350.org asked Smith to find a student to speak at the UCLA meeting. Smith was so impressed with Grady-Benson’s previous environmental work on campus that she knew she was perfect to speak alongside McKibben in front of more than 1,000 students in UCLA’s Ackerman Grand Ballroom.

From that first action, the divestment campaign in Claremont exploded. The 5C rally at UCLA gained the attention of the Los Angeles Times as one of the first campuses on the West Coast to implement a divestment campaign. The Claremont campaign was also specifically mentioned in the New York Times and in a Rolling Stone article by Bill McKibben.

The Claremont divestment team is organized differently from other campuses’ teams because of the nature of the consortium. The team consists of a core group of two to three students from each college. Grady-Benson, Orans, and Tokunaga are the lead organizers of the core team. Grady-Benson and Tokunaga are currently 350.org interns. Orans and Tokunaga also interned at the 350.org office in Oakland, Calif. this past summer.

Why Divestment?

For the activists closely involved with the movement, divestment is not the sole answer to the climate crisis. They recognize that individual colleges divesting their share of their endowments will have a negligible financial impact on the fossil fuel industry, but stress that divestment involves more than just finances.

“We view divestment as a lot more than just financial impact. It’s a social and political impact,” Orans said. “Colleges and universities have always had a powerful position on social and political issues of the time. Climate change is the issue [of our] time.”

Char Miller, the Director and W. M. Keck Professor of Environmental Analysis at Pomona, believes that the greatest benefit of the divestment campaign is its success in opening up the national conversation on climate change.

“Divestment is really a moral claim made in the civic arena … It’s a way to force open into the public a debate about the way we are living now and why those patterns of living need to change,” Miller said.

In the past, much of environmental activism has been splintered into many different campaigns with little progress. In particular, there has been a difference in the environmental justice and climate change activism movements.

The concept of environmental justice focuses on the idea that certain individuals make up “frontline communities” that disproportionately suffer the effects of environmental degradation.

“There’s this belief that the mainstream environmental movement is primarily comprised of upper middle class white people and that it doesn’t take into consideration issues of environmental justice and low-income communities and minorities,” Grady-Benson said.

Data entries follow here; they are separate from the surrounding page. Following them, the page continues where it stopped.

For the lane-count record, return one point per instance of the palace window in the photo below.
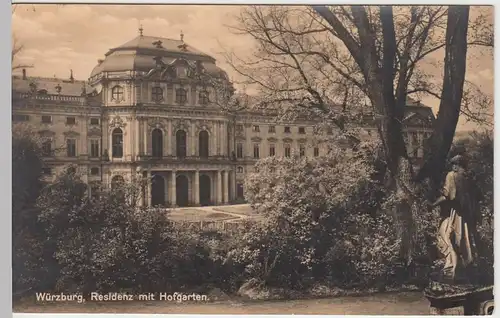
(157, 94)
(203, 97)
(256, 151)
(117, 143)
(180, 138)
(117, 93)
(272, 150)
(180, 96)
(288, 151)
(239, 150)
(302, 151)
(94, 148)
(20, 118)
(117, 182)
(203, 143)
(157, 142)
(71, 147)
(47, 147)
(46, 119)
(70, 120)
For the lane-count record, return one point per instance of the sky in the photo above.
(60, 38)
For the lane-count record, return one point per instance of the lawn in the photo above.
(242, 209)
(197, 215)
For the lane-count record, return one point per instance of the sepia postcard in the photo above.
(252, 159)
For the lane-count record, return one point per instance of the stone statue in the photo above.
(457, 231)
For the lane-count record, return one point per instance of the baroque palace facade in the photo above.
(145, 111)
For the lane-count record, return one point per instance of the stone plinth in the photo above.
(459, 300)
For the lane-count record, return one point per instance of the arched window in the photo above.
(180, 138)
(117, 143)
(157, 140)
(203, 143)
(180, 96)
(117, 93)
(203, 97)
(157, 94)
(117, 182)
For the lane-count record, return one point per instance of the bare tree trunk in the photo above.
(451, 95)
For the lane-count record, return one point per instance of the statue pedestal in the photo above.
(459, 300)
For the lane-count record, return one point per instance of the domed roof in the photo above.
(141, 54)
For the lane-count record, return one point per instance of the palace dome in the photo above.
(141, 54)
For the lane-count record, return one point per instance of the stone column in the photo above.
(173, 193)
(145, 132)
(233, 185)
(218, 199)
(139, 177)
(192, 144)
(226, 187)
(148, 194)
(137, 134)
(216, 138)
(169, 136)
(196, 187)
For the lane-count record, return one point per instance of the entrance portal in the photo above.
(157, 190)
(205, 189)
(182, 190)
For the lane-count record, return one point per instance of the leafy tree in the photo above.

“The fight for climate justice is not a one-race problem,” she said. “Everybody is affected by climate change, and we need to take into consideration those who are disproportionately affected. We need to unite these movements so that we can fight together.”

Three schools—Unity College, Hampshire College, and Sterling College—have divested their funds from fossil fuel stocks. In December, Seattle Mayor Mike McGinn urged the $1.9 billion Seattle pension fund to divest and committed to divesting all city funds.